How Mormons – like Romney – cultivate business savvy early on

Shouldering responsibility from childhood – conducting meetings, raising money, and giving talks for adult crowds – Mormon boys learn skills that can them succeed in business. Some Mormons, like Mitt Romney, go on to have extraordinary business success.

Sue Ogrocki/AP/File
In this file photo last week, Republican presidential candidate Mitt Romney speaks in Oklahoma City. Romney's Mormon background, and the responsibility it puts on boys at an early age, is one reason for his business success.

In laying groundwork for a successful business career, it helps to become a religious leader at age 12.

That's when Mormon boys receive the first mantle of authority as deacons in the Church of Jesus Christ of Latter-day Saints (LDS), which has no professional clergy but vests ordinary people with religious duties, at young ages. Boys conduct meetings, raise money, and give talks for adult crowds while they're still settling into middle school.

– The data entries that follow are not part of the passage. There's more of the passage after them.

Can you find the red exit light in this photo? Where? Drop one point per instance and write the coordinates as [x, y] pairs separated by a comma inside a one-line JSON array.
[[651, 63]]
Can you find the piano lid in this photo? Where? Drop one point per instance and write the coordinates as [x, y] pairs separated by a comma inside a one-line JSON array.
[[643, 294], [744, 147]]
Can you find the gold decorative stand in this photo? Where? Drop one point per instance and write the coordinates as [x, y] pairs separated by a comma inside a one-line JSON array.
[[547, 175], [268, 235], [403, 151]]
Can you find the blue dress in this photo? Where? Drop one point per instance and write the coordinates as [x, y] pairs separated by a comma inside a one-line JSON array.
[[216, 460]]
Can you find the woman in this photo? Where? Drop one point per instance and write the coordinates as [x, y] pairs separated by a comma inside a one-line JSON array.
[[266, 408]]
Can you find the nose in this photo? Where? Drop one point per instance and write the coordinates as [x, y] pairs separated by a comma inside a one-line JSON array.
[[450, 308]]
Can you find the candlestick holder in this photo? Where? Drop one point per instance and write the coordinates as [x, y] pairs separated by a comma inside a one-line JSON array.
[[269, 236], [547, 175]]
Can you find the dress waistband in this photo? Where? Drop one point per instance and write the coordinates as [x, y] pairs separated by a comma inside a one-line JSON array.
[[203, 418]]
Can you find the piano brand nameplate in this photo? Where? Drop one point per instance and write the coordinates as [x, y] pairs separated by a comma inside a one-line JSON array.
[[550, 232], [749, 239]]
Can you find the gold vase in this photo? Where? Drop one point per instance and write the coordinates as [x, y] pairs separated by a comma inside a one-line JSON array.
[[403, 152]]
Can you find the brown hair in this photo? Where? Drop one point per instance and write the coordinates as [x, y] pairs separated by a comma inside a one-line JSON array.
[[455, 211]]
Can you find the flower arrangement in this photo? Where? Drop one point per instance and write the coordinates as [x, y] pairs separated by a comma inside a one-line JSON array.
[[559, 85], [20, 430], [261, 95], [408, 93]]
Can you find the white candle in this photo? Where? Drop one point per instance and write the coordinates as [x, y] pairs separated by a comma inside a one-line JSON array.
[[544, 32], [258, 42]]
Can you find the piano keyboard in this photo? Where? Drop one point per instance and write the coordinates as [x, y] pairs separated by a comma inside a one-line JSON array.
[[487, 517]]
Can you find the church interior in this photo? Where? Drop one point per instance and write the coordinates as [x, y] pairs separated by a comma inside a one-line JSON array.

Shouldering responsibility from childhood, according to scholars and observers, helps account for extraordinary success among executives such as Mitt Romney, who built a fortune in venture capital before seeking the GOP presidential nomination.

He's far from alone. Mormons have held top jobs at a range of brand-name organizations, from JetBlue to American Express, Marriott International to the Boston Celtics.

To be sure, the stereotype can be misleading. Plenty of America's 6.1 million Mormons don't climb the corporate ladder. The church does not aim to turn out C-suite executives. The connection between the religion and business leadership is more subtle than that, ob-servers say. For a child who has talent and ambition, the cultural conditioning the church gives can translate into a leg up in corporate America.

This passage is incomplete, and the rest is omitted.